从单个基因组标记数据样本估计当前大种群的有效规模:模拟估算器的比较

全基因组单核苷酸多态性(snp)数据越来越多地用于估计当前有效种群大小(N e)，为濒危物种保护和指导开发物种管理提供信息。以往的兄弟姐妹频率(SF)和连锁不平衡(LD)估计集中在遗传漂变强的小群体，因此N e很容易估计。基因组单核苷酸多态性(SNP)数据提供了充足的信息，并具有将这些估计器应用于遗传漂变相当弱的大群体的潜力，因此N e难以估计。在这项研究中，我模拟了非常大的种群，并采样了大量可变的个体(基因分型为10,000个snp)，以便通过SF和LD方法估计N - e。我还考虑了更现实的情况，即群体经历瓶颈，标记数据遭受基因分型错误。模拟结果表明，当样本数量足够多时，SF和LD方法都能对非常大的种群产生准确的N - e估计。然而，当n远远小于nne时，nne的估计值呈双峰分布，其中相当大比例的估计值为无限大。对于有瓶颈的种群，LD估计器分别高估和低估了在瓶颈处和瓶颈后采样的亲本种群的N e。LD估计器在应用于存在等位基因缺失和假等位基因的数据时，也会大大高估N e。相比之下，SF估计是无偏和准确的，当群体的大小变化或标记遭受基因分型错误。
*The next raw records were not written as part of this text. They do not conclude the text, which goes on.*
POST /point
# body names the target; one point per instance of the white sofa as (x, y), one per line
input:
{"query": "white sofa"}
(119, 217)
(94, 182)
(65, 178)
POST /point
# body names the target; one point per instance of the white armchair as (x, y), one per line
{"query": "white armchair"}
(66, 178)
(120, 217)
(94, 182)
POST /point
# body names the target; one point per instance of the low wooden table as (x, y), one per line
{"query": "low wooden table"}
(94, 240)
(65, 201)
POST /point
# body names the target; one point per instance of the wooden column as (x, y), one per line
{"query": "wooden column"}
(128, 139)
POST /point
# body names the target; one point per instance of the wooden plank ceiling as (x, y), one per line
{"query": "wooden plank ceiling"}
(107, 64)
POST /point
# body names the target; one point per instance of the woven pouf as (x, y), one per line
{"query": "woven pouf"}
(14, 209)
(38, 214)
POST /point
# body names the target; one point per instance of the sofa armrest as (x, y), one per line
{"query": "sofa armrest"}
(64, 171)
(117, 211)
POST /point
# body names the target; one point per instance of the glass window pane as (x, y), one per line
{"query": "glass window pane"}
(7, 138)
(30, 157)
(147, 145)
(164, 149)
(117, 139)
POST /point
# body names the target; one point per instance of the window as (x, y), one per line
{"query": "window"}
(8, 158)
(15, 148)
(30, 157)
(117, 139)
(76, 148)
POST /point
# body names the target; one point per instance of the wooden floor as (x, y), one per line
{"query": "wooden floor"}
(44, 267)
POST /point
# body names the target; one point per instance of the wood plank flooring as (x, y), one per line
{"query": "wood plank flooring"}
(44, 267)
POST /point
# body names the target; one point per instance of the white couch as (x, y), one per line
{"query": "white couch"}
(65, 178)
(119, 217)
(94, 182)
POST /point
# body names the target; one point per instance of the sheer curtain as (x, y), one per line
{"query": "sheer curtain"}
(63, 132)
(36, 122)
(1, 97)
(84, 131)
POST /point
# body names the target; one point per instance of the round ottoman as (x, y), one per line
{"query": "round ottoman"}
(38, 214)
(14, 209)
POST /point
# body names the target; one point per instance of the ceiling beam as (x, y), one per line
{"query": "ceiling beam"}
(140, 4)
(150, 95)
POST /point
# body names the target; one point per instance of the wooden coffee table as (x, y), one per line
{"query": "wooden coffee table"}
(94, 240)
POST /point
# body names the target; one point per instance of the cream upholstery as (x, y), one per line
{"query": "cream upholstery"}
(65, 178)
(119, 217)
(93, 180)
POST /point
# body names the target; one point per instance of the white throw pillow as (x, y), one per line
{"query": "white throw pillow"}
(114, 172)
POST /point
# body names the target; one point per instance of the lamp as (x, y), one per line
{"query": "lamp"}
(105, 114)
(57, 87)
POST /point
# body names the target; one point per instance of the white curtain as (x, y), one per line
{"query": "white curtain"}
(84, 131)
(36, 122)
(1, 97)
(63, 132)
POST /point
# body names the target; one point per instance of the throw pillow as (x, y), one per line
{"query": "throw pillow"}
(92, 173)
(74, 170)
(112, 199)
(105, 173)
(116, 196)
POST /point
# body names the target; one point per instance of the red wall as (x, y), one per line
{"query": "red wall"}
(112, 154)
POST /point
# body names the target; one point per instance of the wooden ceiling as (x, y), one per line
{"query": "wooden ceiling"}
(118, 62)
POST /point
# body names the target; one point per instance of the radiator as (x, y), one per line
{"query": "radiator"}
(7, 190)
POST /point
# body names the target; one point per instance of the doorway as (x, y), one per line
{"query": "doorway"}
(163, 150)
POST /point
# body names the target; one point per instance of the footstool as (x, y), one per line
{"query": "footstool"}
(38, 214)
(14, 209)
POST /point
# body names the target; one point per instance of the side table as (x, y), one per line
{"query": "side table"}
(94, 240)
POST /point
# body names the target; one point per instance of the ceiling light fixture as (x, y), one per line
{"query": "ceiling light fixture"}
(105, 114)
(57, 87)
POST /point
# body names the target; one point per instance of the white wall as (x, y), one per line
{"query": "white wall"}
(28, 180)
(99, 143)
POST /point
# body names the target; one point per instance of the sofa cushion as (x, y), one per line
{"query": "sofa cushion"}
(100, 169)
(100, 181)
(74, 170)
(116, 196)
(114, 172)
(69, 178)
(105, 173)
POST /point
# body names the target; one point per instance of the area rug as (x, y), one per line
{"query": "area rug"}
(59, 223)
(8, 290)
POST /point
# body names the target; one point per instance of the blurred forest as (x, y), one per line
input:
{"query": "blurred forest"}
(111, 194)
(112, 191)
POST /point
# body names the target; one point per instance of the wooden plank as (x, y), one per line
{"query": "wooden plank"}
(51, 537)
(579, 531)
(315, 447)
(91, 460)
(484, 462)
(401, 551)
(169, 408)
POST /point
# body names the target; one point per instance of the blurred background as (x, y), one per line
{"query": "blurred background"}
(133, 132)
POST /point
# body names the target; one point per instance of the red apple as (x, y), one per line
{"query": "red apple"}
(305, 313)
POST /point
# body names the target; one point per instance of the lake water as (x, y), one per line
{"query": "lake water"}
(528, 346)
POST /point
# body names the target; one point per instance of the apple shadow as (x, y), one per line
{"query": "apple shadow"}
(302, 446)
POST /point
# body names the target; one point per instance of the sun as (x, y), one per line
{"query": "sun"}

本文章由计算机程序翻译，如有差异，请以英文原文为准。

求助全文

约1分钟内获得全文去求助

来源期刊

Population Ecology 环境科学-生态学

CiteScore

3.90

自引率

11.80%

发文量

审稿时长

18-36 weeks

期刊介绍： Population Ecology, formerly known as Researches on Population Ecology launched in Dec 1952, is the official journal of the Society of Population Ecology. Population Ecology publishes original research articles and reviews (including invited reviews) on various aspects of population ecology, from the individual to the community level. Among the specific fields included are population dynamics and distribution, evolutionary ecology, ecological genetics, theoretical models, conservation biology, agroecosystem studies, and bioresource management. Manuscripts should contain new results of empirical and/or theoretical investigations concerning facts, patterns, processes, mechanisms or concepts of population ecology; those purely descriptive in nature are not suitable for this journal. All manuscripts are reviewed anonymously by two or more referees, and the final editorial decision is made by the Chief Editor or an Associate Editor based on the referees'' evaluations.